Early catch: Before ground realities become trends!

Masterless taxonomy continued...

In this post, we continue with the design patterns employed in various workflows in a Masterless scale-out storage:

The node responsible for the key-space manages the associated locks requested by the clients. The granularity of locks can be similar to byte-range, file/object level, directory-level (similar to other taxonomies)
The lock state is typically maintained in-memory, and refreshed periodically using client-side leases. If the node crashes, the clients need to request the locks again.

In a Masterless system, a transaction across multiple objects will require communication between the individual nodes responsible for the key-spaces. This is much more difficult to accomplish in a Masterless taxonomy, compared to Master-based. Typically, most scale-out systems provide transaction guarantees at the granularity of a single row or object

Given the key-based routing in Masterless systems, the replicas have to placed such that they can be computed from the primary copy i.e., replica keyID = f(primary keyID)
Dynamo's Ring-based approach copies the replica in the successor and the successor's successor in the key-space i.e., if the primary node is down, the client communicates the the node responsible for the next contiguous key-space.

Node failures are typically discovered using gossip-based techniques, instead of a centralized coordinator heartbeating the individual nodes.

As mentioned earlier, a node in the Masterless system is responsible for both the data and metadata
Replication (with quorum semantics) takes care of the data. There might be transient in-flight operations at the time of the crash i.e., space allocation for a new file/object.
Typically, the in-flight operations are logged in a WAL (Write Ahead Log) that is replicated (similar to normal data). At the time of recovery, the task of parsing the WAL records can be distributed among the nodes (will be covered in future posts).

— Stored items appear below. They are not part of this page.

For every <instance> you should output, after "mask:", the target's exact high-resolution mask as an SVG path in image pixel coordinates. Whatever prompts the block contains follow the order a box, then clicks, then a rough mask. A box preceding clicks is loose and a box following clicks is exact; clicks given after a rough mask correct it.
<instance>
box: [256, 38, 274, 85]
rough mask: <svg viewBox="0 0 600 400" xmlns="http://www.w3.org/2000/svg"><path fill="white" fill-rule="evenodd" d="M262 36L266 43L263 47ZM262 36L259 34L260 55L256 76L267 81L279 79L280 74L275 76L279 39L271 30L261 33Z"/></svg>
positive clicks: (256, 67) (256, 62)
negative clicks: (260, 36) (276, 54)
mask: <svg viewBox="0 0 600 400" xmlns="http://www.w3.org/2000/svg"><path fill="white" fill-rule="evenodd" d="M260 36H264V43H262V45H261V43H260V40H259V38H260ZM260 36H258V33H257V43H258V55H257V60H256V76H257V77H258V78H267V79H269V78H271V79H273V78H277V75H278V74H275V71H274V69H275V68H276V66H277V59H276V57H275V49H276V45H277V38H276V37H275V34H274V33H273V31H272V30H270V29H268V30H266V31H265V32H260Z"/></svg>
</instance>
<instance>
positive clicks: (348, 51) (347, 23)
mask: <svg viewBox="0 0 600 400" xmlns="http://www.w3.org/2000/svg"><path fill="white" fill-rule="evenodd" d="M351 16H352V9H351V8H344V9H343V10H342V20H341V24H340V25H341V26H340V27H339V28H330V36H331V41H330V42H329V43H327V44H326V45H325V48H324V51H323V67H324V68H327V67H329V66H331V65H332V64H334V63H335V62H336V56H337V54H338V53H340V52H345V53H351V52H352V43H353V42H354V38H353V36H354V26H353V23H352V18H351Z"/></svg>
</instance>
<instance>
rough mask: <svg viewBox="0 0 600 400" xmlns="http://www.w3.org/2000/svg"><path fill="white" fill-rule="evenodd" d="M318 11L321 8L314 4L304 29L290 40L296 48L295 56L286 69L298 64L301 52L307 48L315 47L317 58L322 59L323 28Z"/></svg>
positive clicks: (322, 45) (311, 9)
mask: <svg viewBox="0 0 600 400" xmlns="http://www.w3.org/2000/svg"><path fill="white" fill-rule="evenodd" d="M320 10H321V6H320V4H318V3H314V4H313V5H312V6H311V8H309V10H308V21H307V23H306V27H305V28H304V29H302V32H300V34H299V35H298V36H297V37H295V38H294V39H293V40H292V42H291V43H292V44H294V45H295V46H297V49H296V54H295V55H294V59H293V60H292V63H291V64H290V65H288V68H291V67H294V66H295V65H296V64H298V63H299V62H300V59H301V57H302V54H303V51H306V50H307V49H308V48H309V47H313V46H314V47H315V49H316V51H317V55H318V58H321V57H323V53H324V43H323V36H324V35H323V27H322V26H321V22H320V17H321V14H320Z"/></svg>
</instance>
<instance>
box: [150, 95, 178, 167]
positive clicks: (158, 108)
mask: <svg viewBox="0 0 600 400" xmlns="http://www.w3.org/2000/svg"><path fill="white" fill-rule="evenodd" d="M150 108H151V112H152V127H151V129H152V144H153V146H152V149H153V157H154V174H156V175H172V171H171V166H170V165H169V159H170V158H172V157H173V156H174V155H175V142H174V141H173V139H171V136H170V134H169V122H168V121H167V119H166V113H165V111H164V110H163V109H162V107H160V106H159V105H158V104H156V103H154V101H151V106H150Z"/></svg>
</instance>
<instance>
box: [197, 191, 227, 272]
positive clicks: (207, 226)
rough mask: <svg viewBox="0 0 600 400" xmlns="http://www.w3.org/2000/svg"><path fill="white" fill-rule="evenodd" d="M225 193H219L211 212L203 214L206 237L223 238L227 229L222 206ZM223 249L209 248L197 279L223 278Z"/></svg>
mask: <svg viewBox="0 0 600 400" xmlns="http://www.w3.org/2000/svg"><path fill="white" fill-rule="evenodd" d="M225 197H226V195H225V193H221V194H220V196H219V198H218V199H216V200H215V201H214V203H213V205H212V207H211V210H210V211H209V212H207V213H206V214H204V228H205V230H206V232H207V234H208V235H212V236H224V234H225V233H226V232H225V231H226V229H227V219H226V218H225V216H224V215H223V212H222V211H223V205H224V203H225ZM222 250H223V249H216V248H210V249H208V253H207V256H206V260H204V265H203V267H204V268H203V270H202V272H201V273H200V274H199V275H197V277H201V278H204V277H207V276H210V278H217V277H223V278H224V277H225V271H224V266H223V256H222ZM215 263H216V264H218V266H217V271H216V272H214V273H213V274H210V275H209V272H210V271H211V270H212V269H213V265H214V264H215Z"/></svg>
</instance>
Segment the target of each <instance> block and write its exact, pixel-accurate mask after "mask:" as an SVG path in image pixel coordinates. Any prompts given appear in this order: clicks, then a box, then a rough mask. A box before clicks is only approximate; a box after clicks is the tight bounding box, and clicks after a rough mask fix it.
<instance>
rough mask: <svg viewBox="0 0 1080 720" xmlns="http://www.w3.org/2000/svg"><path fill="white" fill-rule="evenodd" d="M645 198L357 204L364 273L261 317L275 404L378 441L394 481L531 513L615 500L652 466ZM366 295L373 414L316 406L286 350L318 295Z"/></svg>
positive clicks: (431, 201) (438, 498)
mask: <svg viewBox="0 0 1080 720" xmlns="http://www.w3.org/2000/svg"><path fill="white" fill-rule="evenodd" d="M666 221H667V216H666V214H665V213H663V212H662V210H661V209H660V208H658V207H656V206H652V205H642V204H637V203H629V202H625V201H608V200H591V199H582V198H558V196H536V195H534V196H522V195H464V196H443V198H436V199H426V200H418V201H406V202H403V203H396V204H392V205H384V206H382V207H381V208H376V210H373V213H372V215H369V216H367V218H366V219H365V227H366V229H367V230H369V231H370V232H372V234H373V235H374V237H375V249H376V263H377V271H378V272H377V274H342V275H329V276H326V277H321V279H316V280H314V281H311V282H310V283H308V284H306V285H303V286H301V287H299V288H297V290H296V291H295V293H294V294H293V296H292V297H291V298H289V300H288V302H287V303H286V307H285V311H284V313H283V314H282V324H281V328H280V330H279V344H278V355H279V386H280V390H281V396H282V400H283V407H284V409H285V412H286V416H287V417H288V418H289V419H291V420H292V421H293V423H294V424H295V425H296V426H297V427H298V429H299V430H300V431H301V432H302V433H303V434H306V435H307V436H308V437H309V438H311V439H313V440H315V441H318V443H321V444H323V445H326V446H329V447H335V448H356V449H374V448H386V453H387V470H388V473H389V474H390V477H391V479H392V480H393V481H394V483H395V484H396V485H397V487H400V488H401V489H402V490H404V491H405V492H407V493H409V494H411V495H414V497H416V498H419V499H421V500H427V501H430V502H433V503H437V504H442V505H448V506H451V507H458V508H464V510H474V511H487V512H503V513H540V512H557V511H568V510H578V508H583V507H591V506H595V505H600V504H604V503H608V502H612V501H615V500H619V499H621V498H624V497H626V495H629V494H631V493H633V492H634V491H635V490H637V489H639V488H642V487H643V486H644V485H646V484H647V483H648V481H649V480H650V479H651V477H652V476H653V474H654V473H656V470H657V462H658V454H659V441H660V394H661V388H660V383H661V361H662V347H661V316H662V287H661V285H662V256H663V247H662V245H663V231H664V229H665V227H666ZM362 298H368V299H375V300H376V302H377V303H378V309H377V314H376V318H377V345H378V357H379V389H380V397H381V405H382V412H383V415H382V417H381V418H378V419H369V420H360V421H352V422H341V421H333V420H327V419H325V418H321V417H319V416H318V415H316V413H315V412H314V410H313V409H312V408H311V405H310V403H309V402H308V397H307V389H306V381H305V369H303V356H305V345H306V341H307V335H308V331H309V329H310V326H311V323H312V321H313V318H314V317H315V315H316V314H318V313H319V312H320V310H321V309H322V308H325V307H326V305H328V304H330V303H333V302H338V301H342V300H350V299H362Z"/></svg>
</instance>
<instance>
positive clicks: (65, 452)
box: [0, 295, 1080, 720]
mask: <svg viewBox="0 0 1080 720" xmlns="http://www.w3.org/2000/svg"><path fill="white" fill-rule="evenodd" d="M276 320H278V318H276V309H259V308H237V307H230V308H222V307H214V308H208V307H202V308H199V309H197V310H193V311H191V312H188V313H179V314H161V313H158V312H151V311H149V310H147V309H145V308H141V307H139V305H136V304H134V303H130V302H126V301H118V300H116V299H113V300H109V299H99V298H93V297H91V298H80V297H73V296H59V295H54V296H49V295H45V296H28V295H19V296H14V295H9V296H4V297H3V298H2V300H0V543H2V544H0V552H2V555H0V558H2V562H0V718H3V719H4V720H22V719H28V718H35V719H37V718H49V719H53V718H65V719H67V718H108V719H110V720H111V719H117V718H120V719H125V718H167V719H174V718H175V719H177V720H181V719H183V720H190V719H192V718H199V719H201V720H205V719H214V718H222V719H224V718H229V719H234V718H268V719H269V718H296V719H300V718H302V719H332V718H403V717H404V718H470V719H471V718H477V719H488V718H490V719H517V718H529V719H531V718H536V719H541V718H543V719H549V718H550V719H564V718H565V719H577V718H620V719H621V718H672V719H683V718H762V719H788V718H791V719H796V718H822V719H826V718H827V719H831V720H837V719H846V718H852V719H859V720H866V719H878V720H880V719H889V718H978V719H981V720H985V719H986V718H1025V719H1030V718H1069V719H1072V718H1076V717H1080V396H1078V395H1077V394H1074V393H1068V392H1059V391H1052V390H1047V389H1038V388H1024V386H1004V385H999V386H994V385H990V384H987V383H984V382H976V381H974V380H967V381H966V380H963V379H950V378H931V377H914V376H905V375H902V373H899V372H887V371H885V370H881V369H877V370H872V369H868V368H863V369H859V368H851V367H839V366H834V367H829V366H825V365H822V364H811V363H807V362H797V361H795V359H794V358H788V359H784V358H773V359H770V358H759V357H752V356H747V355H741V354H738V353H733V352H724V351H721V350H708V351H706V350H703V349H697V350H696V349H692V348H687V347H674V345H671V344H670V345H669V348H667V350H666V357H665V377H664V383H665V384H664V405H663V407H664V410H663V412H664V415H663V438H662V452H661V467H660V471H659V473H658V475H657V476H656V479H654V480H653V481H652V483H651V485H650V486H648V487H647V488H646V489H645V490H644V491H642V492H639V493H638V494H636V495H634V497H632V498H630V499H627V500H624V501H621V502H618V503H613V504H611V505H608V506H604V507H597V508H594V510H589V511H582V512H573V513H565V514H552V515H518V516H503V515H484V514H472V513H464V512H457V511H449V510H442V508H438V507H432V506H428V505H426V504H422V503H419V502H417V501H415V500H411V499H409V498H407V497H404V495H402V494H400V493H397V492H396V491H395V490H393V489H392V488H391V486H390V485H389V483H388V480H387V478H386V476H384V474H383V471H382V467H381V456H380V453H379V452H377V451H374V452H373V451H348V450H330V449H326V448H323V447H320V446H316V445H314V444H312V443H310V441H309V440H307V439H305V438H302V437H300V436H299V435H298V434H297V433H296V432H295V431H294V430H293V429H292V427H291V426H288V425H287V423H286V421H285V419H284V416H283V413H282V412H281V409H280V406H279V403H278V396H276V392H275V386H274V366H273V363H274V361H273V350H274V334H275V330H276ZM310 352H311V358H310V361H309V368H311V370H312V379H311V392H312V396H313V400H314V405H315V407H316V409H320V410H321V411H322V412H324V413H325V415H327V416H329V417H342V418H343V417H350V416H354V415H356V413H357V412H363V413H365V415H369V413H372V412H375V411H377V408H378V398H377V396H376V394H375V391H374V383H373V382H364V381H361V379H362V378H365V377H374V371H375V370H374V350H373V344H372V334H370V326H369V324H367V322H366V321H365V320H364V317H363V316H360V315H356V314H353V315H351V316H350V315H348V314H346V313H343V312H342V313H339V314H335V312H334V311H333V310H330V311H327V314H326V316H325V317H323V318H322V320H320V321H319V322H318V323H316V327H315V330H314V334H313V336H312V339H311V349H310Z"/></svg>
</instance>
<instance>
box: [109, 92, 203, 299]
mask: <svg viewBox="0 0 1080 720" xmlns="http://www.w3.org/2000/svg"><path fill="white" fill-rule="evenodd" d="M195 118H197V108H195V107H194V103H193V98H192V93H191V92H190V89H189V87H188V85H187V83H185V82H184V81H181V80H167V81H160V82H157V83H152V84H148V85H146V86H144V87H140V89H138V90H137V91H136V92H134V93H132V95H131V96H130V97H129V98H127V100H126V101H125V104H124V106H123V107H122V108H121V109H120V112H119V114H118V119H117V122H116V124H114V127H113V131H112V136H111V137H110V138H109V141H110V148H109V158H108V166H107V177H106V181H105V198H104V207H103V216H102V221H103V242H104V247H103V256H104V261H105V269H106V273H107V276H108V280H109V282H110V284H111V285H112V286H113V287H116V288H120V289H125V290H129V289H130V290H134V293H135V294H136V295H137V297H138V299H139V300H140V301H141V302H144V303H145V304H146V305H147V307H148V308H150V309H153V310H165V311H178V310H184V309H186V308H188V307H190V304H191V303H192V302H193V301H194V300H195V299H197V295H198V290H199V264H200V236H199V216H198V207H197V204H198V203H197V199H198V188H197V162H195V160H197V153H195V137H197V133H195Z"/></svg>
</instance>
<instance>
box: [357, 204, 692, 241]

In a Masterless system, there is no global state. Errors in the data and metadata are discovered at the time of access by the clients. As such, background daemons threads are used to constantly scrub data, load balance, create new replicas as required. Note, background daemons are also used in Master-based -- for instance load balancing can be done by the Master since it knows the load on the individual nodes and can re-distribute data-to-node assignment very easily.